Yes Minister approach to funding

30/07/2008

Yes-Minister  approach to funding means Dunedin women are not getting treatment for post-natal depression.

Women with postnatal depression in Dunedin are missing out on support because a $140,000 service which should have gone ahead last September has not received Otago District Health Board funding, Plunket says.

Plunket Society operations manager for Otago-Southland Barb Long says lack of the service, which will proceed only in a limited way next year with private funding, is a huge gap in services.

She said the society, which had been identified by the board as the preferred provider for the service last July, was only advised in May that the board would not be funding it.

Board chairman Richard Thomson said while he understood Ms Long’s disappointment, it would have been irresponsible for the board to introduce services it could not fund in the long term.

He describes the board as being stuck in a “Yes, Minister” situation (a reference to a British television programme which highlighted the foibles of bureaucracy) where it may get money to start up a service but not be funded to sustain it.

This is not the only Yes-Minsiter aproach to funding in the region.
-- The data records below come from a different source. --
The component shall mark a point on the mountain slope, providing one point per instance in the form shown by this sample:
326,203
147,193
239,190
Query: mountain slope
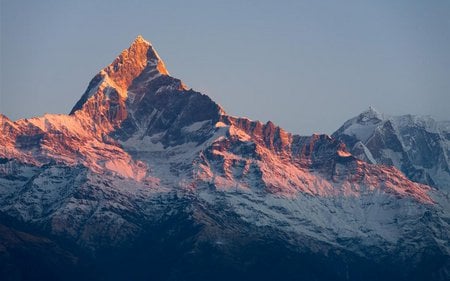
144,162
418,146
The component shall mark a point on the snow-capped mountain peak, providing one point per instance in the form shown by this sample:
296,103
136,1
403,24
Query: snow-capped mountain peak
141,160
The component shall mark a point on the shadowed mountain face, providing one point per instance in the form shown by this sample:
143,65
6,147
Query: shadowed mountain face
147,179
418,146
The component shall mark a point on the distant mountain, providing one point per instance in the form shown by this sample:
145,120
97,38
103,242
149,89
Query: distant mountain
419,146
147,179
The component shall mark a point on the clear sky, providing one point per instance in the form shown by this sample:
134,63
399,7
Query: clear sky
306,65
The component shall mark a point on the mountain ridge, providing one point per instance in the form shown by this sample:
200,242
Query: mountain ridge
141,153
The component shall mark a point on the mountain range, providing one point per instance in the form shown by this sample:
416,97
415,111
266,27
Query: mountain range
147,179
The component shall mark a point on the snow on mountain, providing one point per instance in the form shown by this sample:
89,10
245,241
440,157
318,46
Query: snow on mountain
419,146
141,154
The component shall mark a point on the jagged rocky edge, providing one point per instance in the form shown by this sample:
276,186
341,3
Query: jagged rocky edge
86,134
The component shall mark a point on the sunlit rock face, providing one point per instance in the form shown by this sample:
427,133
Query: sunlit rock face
143,164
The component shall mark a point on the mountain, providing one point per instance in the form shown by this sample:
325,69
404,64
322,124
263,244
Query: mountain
147,179
418,146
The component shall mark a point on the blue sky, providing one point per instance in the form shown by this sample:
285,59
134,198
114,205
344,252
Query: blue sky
306,65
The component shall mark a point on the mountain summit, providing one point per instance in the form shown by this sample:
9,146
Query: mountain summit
147,171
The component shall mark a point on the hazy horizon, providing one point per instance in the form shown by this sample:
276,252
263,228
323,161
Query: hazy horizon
306,66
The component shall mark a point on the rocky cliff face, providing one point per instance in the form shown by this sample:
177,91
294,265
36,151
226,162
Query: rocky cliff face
418,146
144,162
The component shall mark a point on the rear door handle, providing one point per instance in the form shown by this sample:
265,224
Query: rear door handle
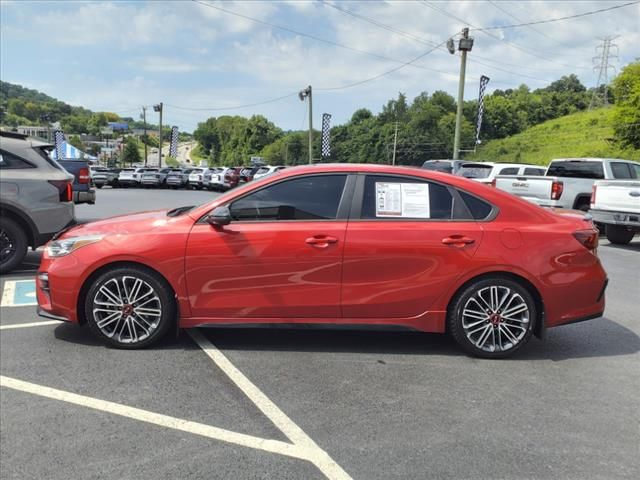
458,240
321,241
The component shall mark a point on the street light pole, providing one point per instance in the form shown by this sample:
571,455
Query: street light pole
464,45
144,119
158,108
307,93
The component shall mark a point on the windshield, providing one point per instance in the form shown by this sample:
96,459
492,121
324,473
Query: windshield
475,171
438,166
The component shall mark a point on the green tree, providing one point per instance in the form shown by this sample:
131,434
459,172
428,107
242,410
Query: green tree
626,87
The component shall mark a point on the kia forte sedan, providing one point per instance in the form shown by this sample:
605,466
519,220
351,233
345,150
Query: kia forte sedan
332,244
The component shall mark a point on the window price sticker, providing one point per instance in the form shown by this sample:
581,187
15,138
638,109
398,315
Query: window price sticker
402,200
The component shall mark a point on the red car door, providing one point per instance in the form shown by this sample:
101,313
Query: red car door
280,257
403,248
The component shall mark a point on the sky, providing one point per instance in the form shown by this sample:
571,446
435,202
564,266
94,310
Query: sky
201,61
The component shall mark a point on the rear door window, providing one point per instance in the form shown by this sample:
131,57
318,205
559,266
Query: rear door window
576,169
389,197
10,161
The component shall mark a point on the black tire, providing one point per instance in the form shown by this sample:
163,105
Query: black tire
165,302
13,244
618,234
520,330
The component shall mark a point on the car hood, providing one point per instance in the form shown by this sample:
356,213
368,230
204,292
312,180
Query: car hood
145,222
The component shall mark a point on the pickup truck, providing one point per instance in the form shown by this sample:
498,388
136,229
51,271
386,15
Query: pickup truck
567,182
83,191
616,204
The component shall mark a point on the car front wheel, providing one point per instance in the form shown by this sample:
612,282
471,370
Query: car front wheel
129,307
492,317
13,245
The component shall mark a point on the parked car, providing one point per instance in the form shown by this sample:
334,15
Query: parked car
102,176
616,204
267,170
568,182
446,166
83,191
213,178
221,178
333,244
36,197
247,173
178,178
157,178
132,177
486,172
196,178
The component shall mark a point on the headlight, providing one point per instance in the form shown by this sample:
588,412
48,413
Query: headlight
64,246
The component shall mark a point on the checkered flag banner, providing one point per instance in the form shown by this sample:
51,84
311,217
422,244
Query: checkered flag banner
326,140
173,147
483,86
58,137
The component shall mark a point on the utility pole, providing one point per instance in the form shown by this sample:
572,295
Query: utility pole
601,65
158,108
465,44
144,119
395,143
307,93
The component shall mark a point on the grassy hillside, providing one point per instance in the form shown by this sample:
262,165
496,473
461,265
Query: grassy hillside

Oamaru Hospital bought a CT scanner last year but the ODHB which holds the contract for scans will not pass over payment for North Otago patients. This means North Otago patients who qualify for ACC are getting scans locally but other people have to travel to Dunedin Hospital for publicly funded scans or pay to have them in Oamaru.

This is a ridiculous situation when Oamaru has the equipment and the expertise to provide the service while Dunedin has a waiting list for scans and it is a three hour return journey from Oamaru to the city. 

If people require a scan funding shouldn’t be dependent on where they get it.